Notorious Cybercrime Group Expands Its Reach, Targeting Help Desks and Call Centers

Google’s Threat Intelligence Group has issued a warning to U.S. insurance firms, alerting them to a new wave of attacks by the notorious cybercrime group Scattered Spider. The group, also known as UNC3944, has been targeting various U.K. and U.S. retailers in recent months, but has now shifted its focus to the insurance industry.

According to John Hultquist, chief analyst at Google’s Threat Intelligence Group, the group’s attacks bear all the hallmarks of Scattered Spider activity. “We are now seeing incidents in the insurance industry,” Hultquist said in an email. “Given this actor’s history of focusing on a sector at a time, the insurance industry should be on high alert, especially for social engineering schemes which target their help desks and call centers.”

Scattered Spider is known for its use of advanced social engineering tactics to breach organizations. The group has forged an alliance with the DragonForce ransomware cartel, which has led to a significant increase in the group’s capabilities. “The group has repeatedly demonstrated its ability to impersonate employees, deceive IT support teams, and bypass multi-factor authentication through cunning psychological tactics,” said SOS Intelligence.
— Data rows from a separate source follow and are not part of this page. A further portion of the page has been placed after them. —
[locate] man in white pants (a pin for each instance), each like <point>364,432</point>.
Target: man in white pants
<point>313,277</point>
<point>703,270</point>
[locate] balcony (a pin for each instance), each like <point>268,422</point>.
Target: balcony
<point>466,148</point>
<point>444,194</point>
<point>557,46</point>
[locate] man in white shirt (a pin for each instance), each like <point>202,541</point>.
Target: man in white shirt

The group’s attacks often involve phishing and phone-based attacks, which are made more effective by their cultural fluency and ability to speak in native English. Scattered Spider has been targeting managed service providers (MSPs) and IT contractors, which allows them to obtain access to several downstream customers through a single compromise.

This tactic, known as a “supply chain attack,” allows the group to gain access to sensitive information and systems without being detected. “The group is taking advantage of the complexity of modern IT systems to gain a foothold in the target organization,” said a cybersecurity expert. “Once they have gained access, they can move laterally through the network, stealing sensitive data and disrupting operations.”
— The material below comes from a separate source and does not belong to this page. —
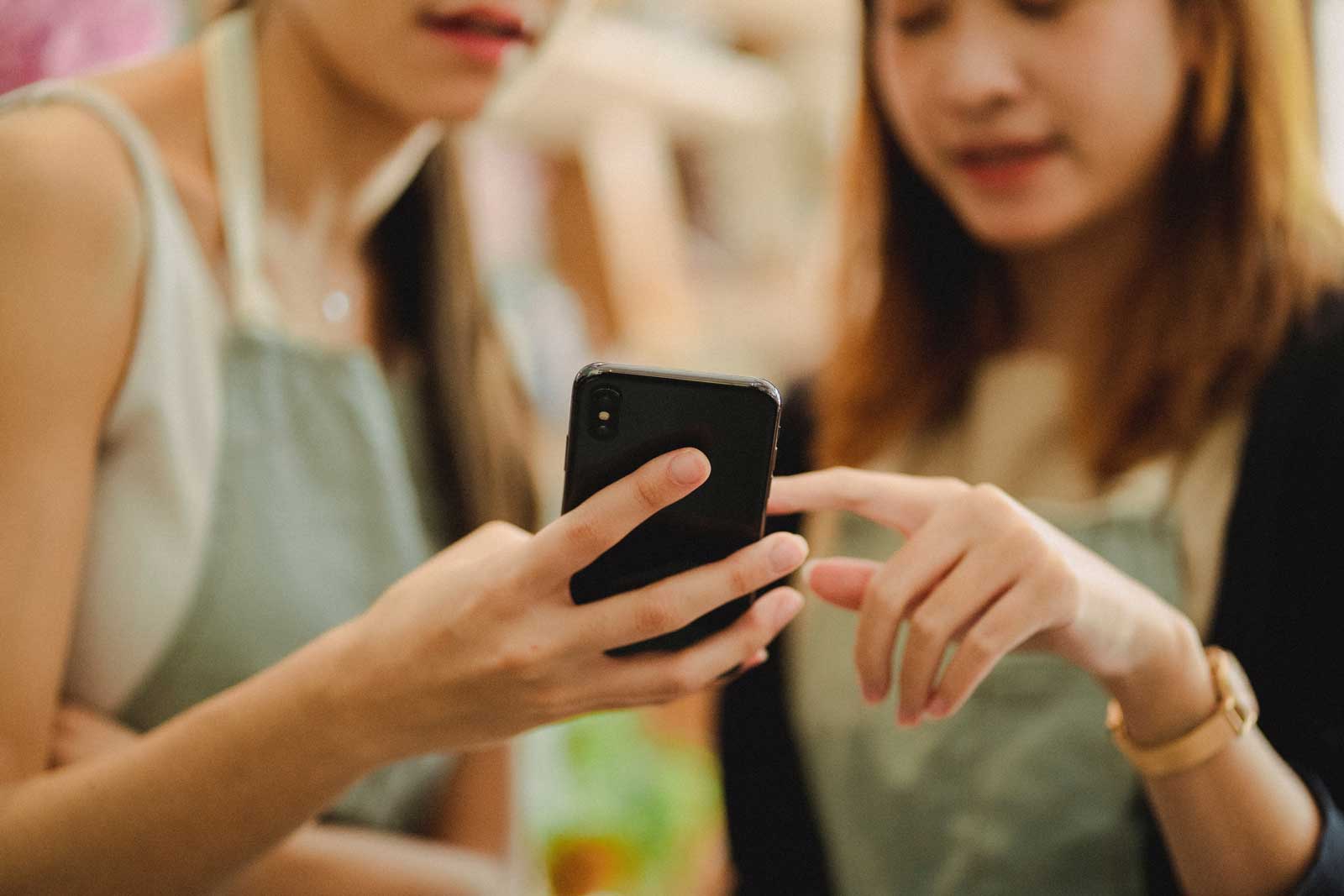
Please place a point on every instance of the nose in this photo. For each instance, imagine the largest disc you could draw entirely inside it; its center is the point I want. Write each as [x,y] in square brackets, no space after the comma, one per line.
[981,71]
To mitigate against Scattered Spider’s tactics, experts recommend enhancing authentication, enforcing rigorous identity controls, implementing access restrictions and boundaries to prevent privilege escalation and lateral movement, and training help desk personnel to positively identify employees before resetting their accounts.
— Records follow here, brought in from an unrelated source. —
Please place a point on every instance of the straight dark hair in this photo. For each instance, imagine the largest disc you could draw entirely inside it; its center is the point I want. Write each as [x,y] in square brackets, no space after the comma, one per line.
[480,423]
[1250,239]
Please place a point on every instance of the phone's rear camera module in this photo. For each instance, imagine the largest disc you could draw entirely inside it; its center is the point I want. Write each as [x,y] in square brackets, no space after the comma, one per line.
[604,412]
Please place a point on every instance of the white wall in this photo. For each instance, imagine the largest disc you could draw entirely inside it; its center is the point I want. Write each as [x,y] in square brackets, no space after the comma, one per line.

Additionally, experts recommend that organizations implement a zero-trust security model, which assumes that all users and devices are potential threats. This approach involves verifying the identity and intent of all users and devices before granting access to sensitive information and systems.

Organizations should also stay up-to-date with the latest security patches and updates, and implement regular security audits to identify and address vulnerabilities. By taking these steps, organizations can reduce the risk of a Scattered Spider attack and protect their sensitive information and systems.